Except, a spline does not give you a "formula", at least not unless you have the wherewithal to deal with all of the piecewise segments. Even then, it will not be easily written down, or give you anything that is at all pretty to look at.
A simple spline gives you an interpolant. Worse, for 3000 points, an interpolating spline will give you roughly that many cubic segments! You did say interpolation before. OF course, an interpolating polynomial of that high an order will be complete crapola anyway, so don't think you can just go back there.
If all that you need is a tool that can provide an exact interpolation at any point, and you really don't need to have an explicit formula, then an interpolating spline is a good choice.

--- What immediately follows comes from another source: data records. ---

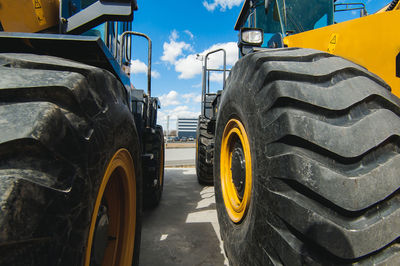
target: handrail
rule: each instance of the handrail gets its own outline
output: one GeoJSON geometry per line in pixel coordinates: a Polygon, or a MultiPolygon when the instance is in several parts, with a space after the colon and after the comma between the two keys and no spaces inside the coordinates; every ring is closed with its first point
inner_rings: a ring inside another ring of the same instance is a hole
{"type": "Polygon", "coordinates": [[[147,56],[147,95],[150,97],[151,96],[151,54],[152,54],[152,44],[151,44],[151,39],[149,36],[147,36],[144,33],[136,32],[136,31],[125,31],[121,35],[121,46],[119,50],[119,62],[122,65],[122,59],[123,59],[123,48],[125,46],[125,36],[126,35],[135,35],[135,36],[140,36],[144,37],[147,39],[149,43],[149,49],[148,49],[148,56],[147,56]]]}
{"type": "MultiPolygon", "coordinates": [[[[152,44],[151,44],[151,39],[149,36],[147,36],[144,33],[136,32],[136,31],[125,31],[124,33],[121,34],[121,46],[119,50],[119,63],[122,65],[123,64],[123,51],[124,51],[124,46],[125,46],[125,37],[127,35],[135,35],[139,37],[144,37],[148,41],[148,56],[147,56],[147,116],[146,116],[146,127],[150,128],[150,116],[151,116],[151,107],[150,107],[150,102],[151,102],[151,54],[152,54],[152,44]]],[[[126,58],[124,58],[126,59],[126,58]]]]}
{"type": "MultiPolygon", "coordinates": [[[[203,78],[202,78],[202,89],[201,89],[201,110],[202,114],[205,115],[205,101],[206,101],[206,94],[207,94],[207,74],[210,71],[223,71],[224,76],[223,76],[223,89],[225,89],[225,80],[226,80],[226,51],[223,48],[216,49],[214,51],[208,52],[205,57],[204,57],[204,64],[203,64],[203,78]],[[217,52],[223,52],[224,56],[224,68],[223,70],[216,70],[216,69],[208,69],[207,68],[207,60],[208,56],[217,52]]],[[[210,90],[208,86],[208,90],[210,90]]]]}

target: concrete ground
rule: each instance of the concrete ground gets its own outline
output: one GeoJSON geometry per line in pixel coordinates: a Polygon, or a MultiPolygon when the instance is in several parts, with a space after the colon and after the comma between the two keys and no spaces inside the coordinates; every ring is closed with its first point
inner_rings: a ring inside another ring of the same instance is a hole
{"type": "Polygon", "coordinates": [[[228,265],[214,188],[199,185],[194,168],[165,169],[160,205],[144,212],[140,265],[228,265]]]}
{"type": "Polygon", "coordinates": [[[165,167],[194,167],[195,148],[165,149],[165,167]]]}

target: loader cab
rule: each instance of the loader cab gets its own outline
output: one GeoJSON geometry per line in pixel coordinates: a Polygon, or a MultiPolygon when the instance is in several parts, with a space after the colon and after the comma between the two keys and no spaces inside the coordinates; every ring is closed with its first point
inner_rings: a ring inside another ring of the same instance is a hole
{"type": "Polygon", "coordinates": [[[235,30],[258,28],[264,32],[262,47],[275,34],[281,38],[333,24],[332,0],[246,0],[235,30]]]}

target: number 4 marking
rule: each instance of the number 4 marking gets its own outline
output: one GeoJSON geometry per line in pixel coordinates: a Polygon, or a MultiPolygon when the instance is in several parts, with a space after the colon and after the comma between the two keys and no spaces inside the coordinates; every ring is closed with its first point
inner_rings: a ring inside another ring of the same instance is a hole
{"type": "Polygon", "coordinates": [[[396,77],[400,78],[400,53],[396,56],[396,77]]]}
{"type": "Polygon", "coordinates": [[[329,38],[328,49],[327,49],[328,53],[335,52],[338,41],[339,41],[339,34],[333,33],[329,38]]]}

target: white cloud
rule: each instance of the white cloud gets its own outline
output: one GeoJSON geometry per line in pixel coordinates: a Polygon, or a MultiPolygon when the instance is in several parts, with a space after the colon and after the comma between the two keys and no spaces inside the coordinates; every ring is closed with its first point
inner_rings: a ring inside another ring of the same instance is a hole
{"type": "Polygon", "coordinates": [[[142,61],[136,59],[131,61],[131,73],[147,73],[147,65],[142,61]]]}
{"type": "MultiPolygon", "coordinates": [[[[226,75],[226,77],[228,77],[228,74],[226,75]]],[[[211,81],[215,81],[215,82],[222,83],[223,80],[224,80],[224,75],[223,75],[222,73],[213,72],[213,73],[211,73],[211,75],[210,75],[210,80],[211,80],[211,81]]]]}
{"type": "MultiPolygon", "coordinates": [[[[147,65],[139,59],[131,60],[131,74],[147,74],[147,65]]],[[[152,78],[159,78],[160,73],[158,71],[151,71],[152,78]]]]}
{"type": "Polygon", "coordinates": [[[177,31],[177,30],[173,30],[173,31],[171,32],[171,35],[169,36],[169,40],[175,41],[175,40],[178,39],[178,38],[179,38],[178,31],[177,31]]]}
{"type": "Polygon", "coordinates": [[[152,78],[158,79],[160,76],[161,75],[160,75],[160,73],[158,71],[155,71],[155,70],[151,71],[151,77],[152,78]]]}
{"type": "MultiPolygon", "coordinates": [[[[200,105],[198,106],[200,110],[200,105]]],[[[167,120],[169,116],[169,130],[176,130],[176,121],[178,117],[197,118],[200,111],[194,111],[187,105],[180,105],[173,109],[161,109],[157,113],[157,123],[162,125],[164,130],[167,130],[167,120]]]]}
{"type": "Polygon", "coordinates": [[[168,94],[163,94],[158,97],[161,101],[161,106],[171,106],[171,105],[179,105],[181,102],[178,99],[179,93],[172,90],[168,92],[168,94]]]}
{"type": "Polygon", "coordinates": [[[241,3],[243,3],[243,0],[213,0],[211,3],[203,1],[203,6],[208,11],[214,11],[219,7],[219,10],[224,12],[227,8],[232,9],[232,7],[239,6],[241,3]]]}
{"type": "MultiPolygon", "coordinates": [[[[190,38],[193,38],[193,34],[189,30],[184,31],[190,38]]],[[[168,62],[175,67],[175,71],[179,73],[179,79],[191,79],[202,72],[201,59],[198,59],[199,54],[188,54],[184,55],[185,51],[193,52],[193,48],[190,44],[178,41],[179,34],[176,30],[173,30],[169,36],[169,42],[164,42],[164,51],[161,60],[168,62]]],[[[210,48],[204,50],[200,54],[204,56],[210,51],[216,49],[225,49],[226,63],[227,66],[232,66],[238,59],[238,48],[236,42],[217,43],[212,45],[210,48]]],[[[223,66],[222,53],[210,55],[207,60],[207,65],[210,68],[221,69],[223,66]]],[[[168,66],[169,67],[169,66],[168,66]]],[[[212,75],[212,81],[222,81],[220,77],[222,75],[212,75]]]]}
{"type": "Polygon", "coordinates": [[[179,38],[178,32],[173,30],[169,36],[169,42],[163,44],[163,55],[161,60],[174,64],[176,59],[183,54],[183,51],[192,51],[192,46],[185,42],[177,42],[179,38]]]}
{"type": "Polygon", "coordinates": [[[177,91],[170,91],[158,97],[161,101],[161,109],[158,110],[157,123],[167,129],[169,116],[169,130],[176,129],[178,117],[197,118],[200,114],[200,93],[179,94],[177,91]]]}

Or do you really want an approximant? A function that will APPROXIMATELY fit your data, smoothing out any noise? The fact is, a lot of the time when people who have no idea what they are doing say "interpolation" they really do mean approximation, smoothing. This is possible of course, but there are entire books written on the subject of curve fitting, the modeling of empirical data. You first goal is then to choose an intelligent model, that will represent this data. Best of course is if you have some intelligent choice of model from physical understanding of the relationship under study, then you can estimate the parameters of that model using a nonlinear regression scheme, of which there are many to be found.
If you have no model, and are unwilling to choose one that roughly has the proper shape, then you are left with generic models in the form of splines, which can be fit in a regression sense, or with high order polynomial models, for which I have little respect.
My point in all of this is YOU need to make some choices and do some research on a choice of model.